First notice that (in most cases) we won’t need to check the types of all entries in the database. If we’re unlucky enough to get a lot of type Bs before we get our 50 type As, then we’ll have to do a lot of checking. In fact, if there are fewer than 50 type A entries, we’ll have to go through the whole database to get our (partial) sample. However, if there are a reasonably large number of As, then we should do OK. For example, if half of the entries are type A, there’s a good probability that we’ll need to check fewer than 100 entries (which is much better than 1 million.)
But there’s a more important question: Is the sample that we end up with still random, or will this approach bias the sample in some way? For example, will entries that are earlier in the database be more likely to show up in the sample? Less likely? Your immediate intuition should be to answer no; there’s doesn’t seem to be any aspect of the process that would favor one set of type-A entries over another. In particular, while this algorithm technically knows what order the entries appear in, it only uses this information to keep track of them. As far as the selection process is concerned, they could be getting pulled out of a jumbled bag, without any initial ordering.
But that’s just intuition and intuition can be wrong, so lets just double check. We can think of our initial theoretically sound algorithm as follows: We pull out all the type-A entries, randomly arrange them into some order, then pick the first 50 entries in the resulting list. Since any particular order has an equal probability of being the chosen order, each type-A entry has an equal probability of appearing in the first 50 slots in the chosen list. Note that in practice, even with the theoretically sound algorithm we don’t actually calculate the entire ordering beyond the first 50. However, we know that if we were to calculate the whole thing, we’d still end up with the same first 50 entries. So we can pretend as if constructing the whole ordering was part of our actual solution.
With the heuristic algorithm, we can apply a similar analysis. We’ll think of the heuristic algorithm as choosing an ordering on the entire database, both type-A entries and type-B. Then we’ll pull out the type-A entries into a separate list, but keeping the order the same. Then we’ll choose the first 50 entries from this list and take that as our sample. So that brings us to the question: Is every ordering of the type-A entries equally likely to result from choosing a random order for the entire database? The answer turns out to be yes, though it’s probably not worth going into the technical detail of trying to prove this.
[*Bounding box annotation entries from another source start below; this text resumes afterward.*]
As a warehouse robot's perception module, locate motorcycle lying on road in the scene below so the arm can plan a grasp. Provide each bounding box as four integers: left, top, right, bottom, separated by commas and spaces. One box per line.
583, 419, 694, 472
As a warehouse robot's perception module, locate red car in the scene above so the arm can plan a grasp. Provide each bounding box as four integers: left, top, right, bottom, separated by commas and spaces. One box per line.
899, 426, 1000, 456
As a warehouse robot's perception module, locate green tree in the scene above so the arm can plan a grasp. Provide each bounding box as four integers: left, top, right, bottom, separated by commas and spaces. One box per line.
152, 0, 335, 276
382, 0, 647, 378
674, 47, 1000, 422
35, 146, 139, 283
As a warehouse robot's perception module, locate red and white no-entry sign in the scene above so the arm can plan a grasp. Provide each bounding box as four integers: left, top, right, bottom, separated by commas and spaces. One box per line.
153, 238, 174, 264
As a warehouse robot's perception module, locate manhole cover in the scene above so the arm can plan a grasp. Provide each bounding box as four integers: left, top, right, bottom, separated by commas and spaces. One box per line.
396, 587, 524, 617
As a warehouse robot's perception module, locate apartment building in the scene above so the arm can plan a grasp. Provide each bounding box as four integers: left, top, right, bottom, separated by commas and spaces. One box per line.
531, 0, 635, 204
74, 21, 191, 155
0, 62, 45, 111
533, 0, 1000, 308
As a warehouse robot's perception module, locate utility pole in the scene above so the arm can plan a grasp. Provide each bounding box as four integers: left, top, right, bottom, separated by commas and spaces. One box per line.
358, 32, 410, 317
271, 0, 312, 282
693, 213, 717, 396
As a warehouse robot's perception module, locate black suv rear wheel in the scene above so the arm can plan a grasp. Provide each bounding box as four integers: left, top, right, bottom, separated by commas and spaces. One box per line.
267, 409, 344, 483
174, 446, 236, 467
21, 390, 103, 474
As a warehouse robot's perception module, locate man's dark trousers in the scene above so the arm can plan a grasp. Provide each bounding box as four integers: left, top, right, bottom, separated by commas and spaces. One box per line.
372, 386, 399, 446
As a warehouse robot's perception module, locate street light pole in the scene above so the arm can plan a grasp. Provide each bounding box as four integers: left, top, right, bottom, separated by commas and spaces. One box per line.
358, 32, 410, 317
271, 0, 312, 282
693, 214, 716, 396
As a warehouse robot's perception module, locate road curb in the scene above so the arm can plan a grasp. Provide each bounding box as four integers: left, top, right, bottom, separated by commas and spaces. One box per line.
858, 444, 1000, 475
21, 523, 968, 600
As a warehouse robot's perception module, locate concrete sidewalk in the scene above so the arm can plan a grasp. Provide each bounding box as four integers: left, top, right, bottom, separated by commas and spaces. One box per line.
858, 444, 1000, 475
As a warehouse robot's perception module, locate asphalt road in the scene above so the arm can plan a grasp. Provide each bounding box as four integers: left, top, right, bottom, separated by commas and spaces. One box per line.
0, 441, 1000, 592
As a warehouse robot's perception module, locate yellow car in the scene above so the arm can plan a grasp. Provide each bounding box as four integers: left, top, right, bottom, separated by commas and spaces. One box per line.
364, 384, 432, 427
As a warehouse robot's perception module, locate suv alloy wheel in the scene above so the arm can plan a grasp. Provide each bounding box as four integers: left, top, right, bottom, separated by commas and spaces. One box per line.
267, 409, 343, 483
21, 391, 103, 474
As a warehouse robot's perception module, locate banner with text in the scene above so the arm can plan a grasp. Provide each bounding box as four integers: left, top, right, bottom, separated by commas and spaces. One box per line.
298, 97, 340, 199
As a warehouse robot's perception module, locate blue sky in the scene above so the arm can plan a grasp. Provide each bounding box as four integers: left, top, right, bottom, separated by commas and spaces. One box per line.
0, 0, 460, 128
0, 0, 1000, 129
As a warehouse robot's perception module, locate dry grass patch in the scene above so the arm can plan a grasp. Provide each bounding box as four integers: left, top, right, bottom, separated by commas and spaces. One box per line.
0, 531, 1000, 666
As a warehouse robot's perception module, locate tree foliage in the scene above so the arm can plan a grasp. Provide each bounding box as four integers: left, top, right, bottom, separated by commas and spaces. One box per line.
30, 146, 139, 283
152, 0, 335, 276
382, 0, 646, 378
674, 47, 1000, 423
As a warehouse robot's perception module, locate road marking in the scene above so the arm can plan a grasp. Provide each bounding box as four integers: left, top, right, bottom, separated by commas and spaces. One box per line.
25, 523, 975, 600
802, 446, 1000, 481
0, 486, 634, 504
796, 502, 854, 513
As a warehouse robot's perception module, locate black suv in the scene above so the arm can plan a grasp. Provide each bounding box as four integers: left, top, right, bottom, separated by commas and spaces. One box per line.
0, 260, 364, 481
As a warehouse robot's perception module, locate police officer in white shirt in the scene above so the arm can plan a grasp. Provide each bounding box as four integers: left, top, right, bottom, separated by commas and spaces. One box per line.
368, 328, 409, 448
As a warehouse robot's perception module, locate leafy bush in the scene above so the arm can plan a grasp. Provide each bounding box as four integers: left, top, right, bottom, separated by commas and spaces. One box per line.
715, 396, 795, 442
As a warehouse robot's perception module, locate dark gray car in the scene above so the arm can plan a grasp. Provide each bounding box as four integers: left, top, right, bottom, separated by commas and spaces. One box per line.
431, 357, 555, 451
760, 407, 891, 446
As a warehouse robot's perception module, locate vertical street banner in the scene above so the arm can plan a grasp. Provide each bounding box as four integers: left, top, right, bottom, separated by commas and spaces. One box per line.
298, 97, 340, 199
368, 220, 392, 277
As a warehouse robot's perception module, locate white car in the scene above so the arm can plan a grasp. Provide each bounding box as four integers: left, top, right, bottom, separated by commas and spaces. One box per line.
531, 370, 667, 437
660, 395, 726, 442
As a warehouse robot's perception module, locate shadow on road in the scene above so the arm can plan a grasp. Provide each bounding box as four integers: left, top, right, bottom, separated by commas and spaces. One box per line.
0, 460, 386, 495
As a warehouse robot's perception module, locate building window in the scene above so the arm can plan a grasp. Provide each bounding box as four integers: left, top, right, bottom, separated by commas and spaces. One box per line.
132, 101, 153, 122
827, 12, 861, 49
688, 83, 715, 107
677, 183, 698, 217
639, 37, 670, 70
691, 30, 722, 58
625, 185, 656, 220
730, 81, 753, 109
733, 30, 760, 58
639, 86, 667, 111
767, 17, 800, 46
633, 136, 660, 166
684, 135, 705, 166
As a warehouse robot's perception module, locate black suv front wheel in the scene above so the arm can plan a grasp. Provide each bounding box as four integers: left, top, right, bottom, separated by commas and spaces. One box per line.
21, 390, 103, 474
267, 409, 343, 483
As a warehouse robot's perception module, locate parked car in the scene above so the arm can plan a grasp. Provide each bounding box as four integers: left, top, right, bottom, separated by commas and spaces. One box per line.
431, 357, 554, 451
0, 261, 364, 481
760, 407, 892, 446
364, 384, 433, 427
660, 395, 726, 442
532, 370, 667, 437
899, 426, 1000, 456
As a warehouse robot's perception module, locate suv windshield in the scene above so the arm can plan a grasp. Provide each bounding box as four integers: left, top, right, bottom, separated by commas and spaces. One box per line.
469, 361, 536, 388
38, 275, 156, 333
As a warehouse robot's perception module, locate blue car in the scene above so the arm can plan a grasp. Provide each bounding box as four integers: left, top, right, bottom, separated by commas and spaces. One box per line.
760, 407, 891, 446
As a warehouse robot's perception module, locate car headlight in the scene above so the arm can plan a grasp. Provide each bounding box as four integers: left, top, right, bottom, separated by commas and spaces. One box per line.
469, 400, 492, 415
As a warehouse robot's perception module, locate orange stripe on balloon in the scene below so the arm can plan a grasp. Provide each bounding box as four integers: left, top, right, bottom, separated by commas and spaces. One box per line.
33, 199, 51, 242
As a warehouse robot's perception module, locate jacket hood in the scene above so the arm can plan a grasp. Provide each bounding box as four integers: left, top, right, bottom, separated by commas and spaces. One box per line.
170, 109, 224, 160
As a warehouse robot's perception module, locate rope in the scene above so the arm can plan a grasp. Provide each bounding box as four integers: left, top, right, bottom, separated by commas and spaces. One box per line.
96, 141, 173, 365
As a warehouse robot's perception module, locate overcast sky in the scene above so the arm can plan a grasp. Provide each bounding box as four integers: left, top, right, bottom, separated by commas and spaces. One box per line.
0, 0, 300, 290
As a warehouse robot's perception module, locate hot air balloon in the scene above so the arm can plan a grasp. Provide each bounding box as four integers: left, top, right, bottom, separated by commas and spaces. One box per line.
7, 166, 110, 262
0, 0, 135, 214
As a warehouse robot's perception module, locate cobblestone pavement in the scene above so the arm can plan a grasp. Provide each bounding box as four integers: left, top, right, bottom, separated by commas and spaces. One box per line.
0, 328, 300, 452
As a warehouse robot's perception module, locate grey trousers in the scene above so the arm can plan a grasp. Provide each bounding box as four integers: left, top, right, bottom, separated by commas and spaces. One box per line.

The point of all this is that the heuristic algorithm in this case turns out to give essentially the same result as the theoretically sound algorithm, and will (in most cases) be significantly more efficient. However, in order to see that the results are the same, we needed to understand both algorithms in a different and much deeper way.
So here’s my (slightly self-serving) hypothesis: While we often think of the theoretical side of data analysis as the nit picker, reminding the data scientists to mind their error bars, a strong theoretical understanding of different algorithms, such as the ones I’ve discussed on this blog, can actually lead to simpler solutions based on better heuristics. I’ll try to continue to make the case for this hypothesis in future posts (which will hopefully be more regular from now on.)